Emma and Jason, from Haslemere in Surrey, bravely share their story here to raise awareness as part of World Meningitis Day – Life After Meningitis.
“Thomas stopped feeding initially when he was three days old. We were concerned that he might be a little jaundiced, which could cause babies to reduce their feeds, so took him to the local birth centre for them to check him. The results showed that whilst he was slightly jaundiced, he didn't need treatment at that stage.
“After 12 hours since his last feed, we tried to syringe feed him to give him some energy, but he was starting to become more lethargic. When we took his temperature, it had started to rise and we rushed him to the neonatal unit at our local hospital, having discovered that late results during a routine urine test whilst I had been pregnant had shown Group B Strep positive.
“When he reached the hospital, he was having seizures and was very poorly. They suspected that he may have developed meningitis but he was too poorly to undergo a lumbar puncture to confirm. They immediately started a course of antibiotics and realised he needed brain monitoring.
“We were transferred to Southampton Paediatric Intensive Care Unit, where they were able to monitor his brain activity. A scan a couple of days later confirmed that he did have meningitis and that he had been left with brain damage, resulting in cerebral palsy.
“We started to discuss the impact this would have on Thomas's future, as well as on our lives and our family. The staff began to reverse Thomas's sedation. However, as he started to wake, it slowly became more apparent that he was continuing to have more seizures.
Turn off his life support
“Thomas continued to have further monitoring of his brain activity and eventually had a further scan a couple of days later. The results of this showed that the brain damage had now extended to cover the whole of his brain and that it was terminal. We agreed to say our goodbyes to him and turn off his life support machine.

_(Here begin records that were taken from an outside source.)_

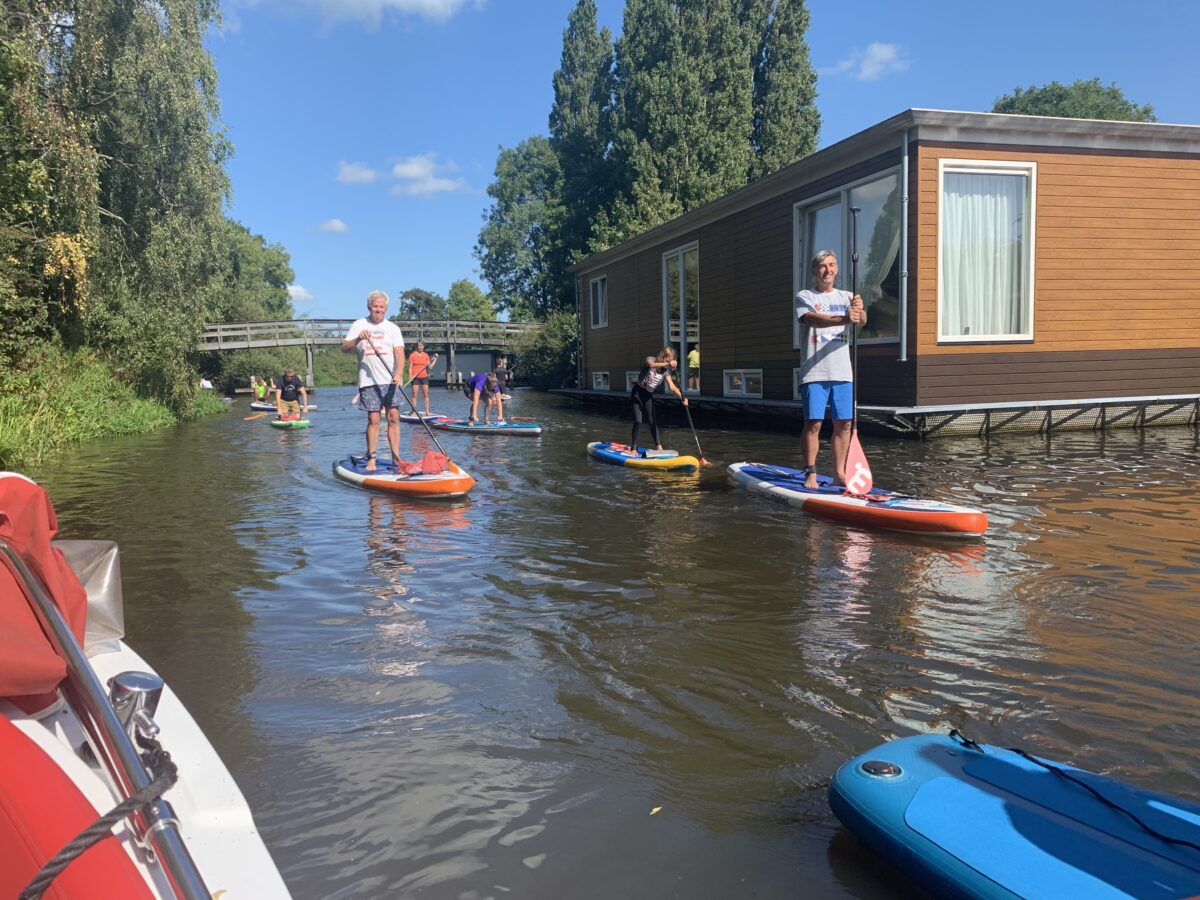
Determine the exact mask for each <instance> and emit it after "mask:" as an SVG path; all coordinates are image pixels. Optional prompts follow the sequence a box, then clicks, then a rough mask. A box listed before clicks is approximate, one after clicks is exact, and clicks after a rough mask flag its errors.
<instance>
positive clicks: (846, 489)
mask: <svg viewBox="0 0 1200 900" xmlns="http://www.w3.org/2000/svg"><path fill="white" fill-rule="evenodd" d="M874 484H875V478H874V476H872V475H871V466H870V463H869V462H866V454H864V452H863V445H862V444H859V443H858V430H857V428H856V430H854V431H853V432H851V436H850V452H847V454H846V493H851V494H856V496H858V497H862V496H864V494H866V493H868V492H869V491H870V490H871V486H872V485H874Z"/></svg>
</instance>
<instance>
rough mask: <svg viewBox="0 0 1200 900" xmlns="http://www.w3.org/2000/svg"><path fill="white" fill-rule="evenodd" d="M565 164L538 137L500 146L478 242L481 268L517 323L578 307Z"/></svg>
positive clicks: (489, 186) (480, 270)
mask: <svg viewBox="0 0 1200 900" xmlns="http://www.w3.org/2000/svg"><path fill="white" fill-rule="evenodd" d="M562 184H563V175H562V168H560V167H559V163H558V157H557V156H556V155H554V151H553V149H552V148H551V145H550V142H548V140H547V139H546V138H544V137H540V136H538V137H532V138H528V139H527V140H523V142H521V143H520V144H518V145H517V146H516V148H514V149H509V150H500V156H499V158H498V160H497V161H496V180H494V181H493V182H492V184H491V185H488V187H487V196H488V197H491V198H492V206H491V209H490V210H488V211H487V214H486V216H485V224H484V228H482V230H480V233H479V241H478V242H476V244H475V257H476V258H478V259H479V268H480V272H481V274H482V276H484V280H485V281H486V282H487V283H488V284H490V286H491V288H492V299H493V301H494V304H496V306H497V308H498V310H499V311H502V312H503V311H508V312H509V317H510V318H511V319H512V320H514V322H528V320H532V319H535V318H536V319H540V318H544V317H545V316H547V314H548V313H550V312H552V311H554V310H559V308H563V307H564V306H566V305H574V301H575V290H574V278H572V277H571V274H570V272H569V271H566V268H565V265H564V254H563V253H562V252H560V246H562V244H560V242H562V240H563V238H562V235H563V229H564V226H563V218H564V209H563V205H562Z"/></svg>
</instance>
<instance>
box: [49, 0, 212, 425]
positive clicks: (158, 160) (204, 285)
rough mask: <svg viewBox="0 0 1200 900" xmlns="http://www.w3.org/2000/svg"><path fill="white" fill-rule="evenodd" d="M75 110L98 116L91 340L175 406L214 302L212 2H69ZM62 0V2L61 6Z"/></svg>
mask: <svg viewBox="0 0 1200 900" xmlns="http://www.w3.org/2000/svg"><path fill="white" fill-rule="evenodd" d="M67 6H68V8H66V10H62V13H64V14H61V16H59V17H58V19H59V20H60V22H64V20H66V22H70V23H71V29H72V32H73V34H72V46H71V60H70V66H68V72H70V80H71V85H72V91H73V103H72V108H79V109H90V110H92V114H94V116H95V120H94V121H95V131H94V144H95V146H96V149H97V151H98V154H100V156H101V160H102V161H103V164H102V166H101V168H100V192H98V200H100V206H101V210H102V212H101V215H102V216H103V220H104V228H103V229H102V230H101V236H100V241H98V245H97V247H96V253H95V258H94V259H95V265H94V269H95V281H96V293H97V294H98V295H100V296H101V298H102V302H94V304H90V305H89V306H88V311H86V312H88V314H86V317H85V326H86V330H88V336H89V341H90V343H91V344H92V346H95V347H98V348H100V349H102V350H103V352H104V353H106V354H107V355H108V358H109V360H112V361H113V364H114V365H115V366H118V368H119V371H120V372H122V373H124V374H125V377H126V378H127V379H128V380H130V382H131V383H133V384H134V385H137V386H139V389H140V390H142V391H143V392H145V394H149V395H151V396H157V397H160V398H162V400H164V401H167V402H168V403H169V404H170V406H173V407H174V408H176V409H180V410H184V412H186V410H187V409H188V407H190V403H191V398H192V395H193V394H194V391H196V386H194V382H196V379H194V378H193V372H194V368H193V366H192V364H191V360H192V359H194V347H196V343H197V338H198V336H199V332H200V328H202V325H203V323H204V320H205V319H206V318H209V313H210V311H211V310H216V308H218V307H220V293H221V289H222V280H221V278H220V276H218V274H220V272H221V271H222V259H221V252H222V247H221V242H222V241H221V238H222V235H223V234H224V228H226V226H224V214H223V210H222V206H223V203H224V200H226V199H227V197H228V190H229V184H228V178H227V175H226V172H224V162H226V160H227V158H228V155H229V145H228V143H227V142H226V139H224V136H223V134H222V131H221V126H220V118H218V114H220V106H218V100H217V85H216V71H215V68H214V66H212V59H211V58H210V56H209V54H208V52H206V50H205V48H204V35H205V34H206V32H208V30H209V28H210V26H211V25H214V24H216V22H217V1H216V0H158V2H156V4H152V5H150V4H145V2H143V0H102V1H96V2H84V0H77V1H76V2H72V4H68V5H67ZM71 7H73V8H71Z"/></svg>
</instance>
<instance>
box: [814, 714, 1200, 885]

“However, Thomas had other plans, and continued to fight for survival. He came round and we realised that we were to have a bit of a future with him. We left PICU, to go to Helen House Hospice with him, so that we could learn to care for him and for us to be able to take him home.
“Our other two children at the time were able to join us, and having lived there for a couple of weeks, we returned home and lived as a family of five.
“Thomas died at the age of 30 days.
Left with a huge hole
“Our family has been left with a huge hole. Thomas is missed every day and yet is still very much part of our family. His siblings still talk about him and remember their time with him.
“We have since had a fourth child, who has grown up knowing that he has a brother that he will never meet. It was difficult as parents going through the worries of having another baby and history repeating itself.
"It has changed us as people and as a family. We have lost and gained friends over it. I am a lot more paranoid and aware of our own fragility and that of my husband and other children. Living with the constant emotional turmoil of our grief has impacted my emotional capacity to deal with any additional problems and stresses that life can throw and, as a result, I have had to find ways of simplifying our daily routines.
“I find it difficult to plan for our future, having had our lives turned upside down, and never feel secure in making commitments when I know there is a chance that life may take a different path.
“I have had mental health issues of depression and anxiety, including separation anxiety from my family. Whilst we try to focus on the wonderful memories we have from our lives with Thomas, there are many harrowing memories which will also be part of his story and we have had to find ways of living with these.
“We, as a family, have become a closer unit, and my husband and I have grown together and become a stronger couple.”